Dominantes - O "grupo monolítico" que domina o ministério é formado, além do próprio Mantega, pelo secretário-executivo, Nelson Machado; o secretário de Política Econômica, Nelson Barbosa; e o secretário do Tesouro Nacional, Arno Augustin. Todos eles são filiados ao PT ou têm profundas ligações com o partido do governo. Os quatro, pintados pelos técnicos como "razoavelmente inflexíveis", defendem uma intervenção mais forte do Estado na economia. A orientação também está sendo ditada, em grande medida, pela ministra-chefe da Casa Civil e pré-candidata do PT à Presidência da República, Dilma Rousseff. Só assessores muito próximos da cúpula da Fazenda participam de algumas discussões.
"Falar em interdição de debate hoje é brincadeira.

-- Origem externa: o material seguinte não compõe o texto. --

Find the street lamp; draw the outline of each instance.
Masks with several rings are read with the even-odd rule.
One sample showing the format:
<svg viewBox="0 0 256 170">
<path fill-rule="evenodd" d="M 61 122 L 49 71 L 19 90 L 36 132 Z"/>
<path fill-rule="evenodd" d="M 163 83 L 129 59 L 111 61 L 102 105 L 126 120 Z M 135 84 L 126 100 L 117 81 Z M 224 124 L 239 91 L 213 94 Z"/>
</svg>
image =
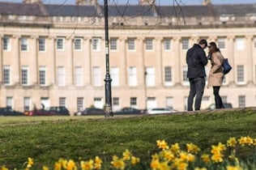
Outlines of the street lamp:
<svg viewBox="0 0 256 170">
<path fill-rule="evenodd" d="M 105 117 L 113 117 L 112 112 L 112 96 L 111 96 L 111 78 L 109 74 L 109 14 L 108 0 L 104 0 L 105 9 L 105 57 L 106 57 L 106 74 L 105 81 Z"/>
</svg>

O que eles chamam de debate interditado eu chamo de resultado democrático das eleições. O Brasil escolheu uma orientação e isso se traduz nas ações do ministério. Os funcionários da casa devem seguir as diretrizes do governo. Podem obviamente opinar, contribuir e divergir, mas no fim do dia vale a opinião do governo eleito", rebate o secretário de Política Econômica, Nelson Barbosa. Na visão dele, alguns funcionários estão desacostumados com a alternância de poder que deu fim ao "pensamento único" dominante na Fazenda por mais de uma década. "Se é para os técnicos ditarem os rumos da política econômica, para que haver eleição?"
Para o secretário, o debate não era possível no governo anterior, de Fernando Henrique Cardoso (1995-2002), em que não haveria espaço para discutir um ponto de vista "alternativo à visão de Washington" nem para a ascensão profissional de quem pensava diferente. "Hoje, o debate é amplo e irrestrito. Se o argumento liberal não vence, é pela qualidade das ideias e pelos exemplos claros de fracasso recente", garante. Barbosa contra-ataca: alguns técnicos alegam que são perseguidos para não admitir sua baixa capacidade. "É muito mais confortável dizer para a esposa que perdeu o DAS (cargo em comissão) por ser perseguido do que por ser incompetente."
Resistência - O Correio Braziliense ouviu vários técnicos sobre o assunto e a tônica geral foi de reclamação. Um deles elogia a formação econômica de Nelson Barbosa, mas se queixa do nível geral da cúpula da Fazenda. "Essa equipe é a mais fraca que já vi aqui. O debate está muito pobre. Não adianta nem tentar argumentar. O pacote já vem pronto e a gente só fica sabendo no dia do anúncio. Antes, tínhamos um papel na formulação das medidas. Ninguém reclama abertamente para não ser perseguido", revela.
Primeiro secretário de Política Econômica de Mantega, Julio Sérgio Gomes de Almeida sempre lutou contra a resistência dos técnicos à nova orientação no ministério. "Tudo o que eu queria fazer batia numa muralha, o que gerou um desgaste muito grande. Eles acreditam que a estabilidade deve vir antes do crescimento e que o governo não deve ter política social. Se o entendimento está difícil, pode ser por causa dos secretários, mas nunca pelo Mantega, que é um homem de debate. Ele é tolerante até demais. Está substituindo esse povo de forma gradual, quando deveria fazer isso de forma mais rápida", diz.